European Union data show one of them is France, where men aged 18-34 voted in larger numbers for Marine le Pen's far-right party than women in last year's legislative elections.
In Britain, where more young men than women vote conservative, males aged 16-24 are more likely to be neither employed, nor in education than female counterparts, official data shows.
In the West, young men blame immigration as well as diversity programmes for competition for jobs.
In Germany's general election in February, the anti-immigrant Alternative for Germany (AfD) won a record 20.8 per cent of the vote, tugged along by an undercurrent of support from young men — though the leader of the party is a woman.
Men aged 18-24 voted 27 per cent for the AfD while young women ran to the other end of the political spectrum, voting 35 per cent for the far-left Linke party.
The gender divide is not restricted to Gen Z, voters born since the mid-to-late 1990s.
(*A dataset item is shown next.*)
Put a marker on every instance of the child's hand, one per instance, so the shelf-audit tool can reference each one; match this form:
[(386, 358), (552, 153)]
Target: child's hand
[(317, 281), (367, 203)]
Millennials, aged in their 30s and early 40s, have felt the winds of change for longer.
In Canada last month, men aged 35-54 voted 50 per cent for opposition conservatives in an election turned upside down by United States President Donald Trump's tariffs.
The Liberals, which were bracing for defeat, rode an anti-Trump wave back to power, thanks in large part to female voters.
Trump's 2024 presidential campaign, which promised a manufacturing renaissance and attacked diversity, resonated with young white and Hispanic men, but turned off young women.
So how does the Gen Z war end?
Pollsters said it could drag on unless governments addressed core issues, such as home affordability and precarious employment.
"If the future generation is ever so divided along the lines of gender and refuses to engage with each other to build social consensus, I do not think we can successfully tackle these huge issues," Lee, of King's College, said.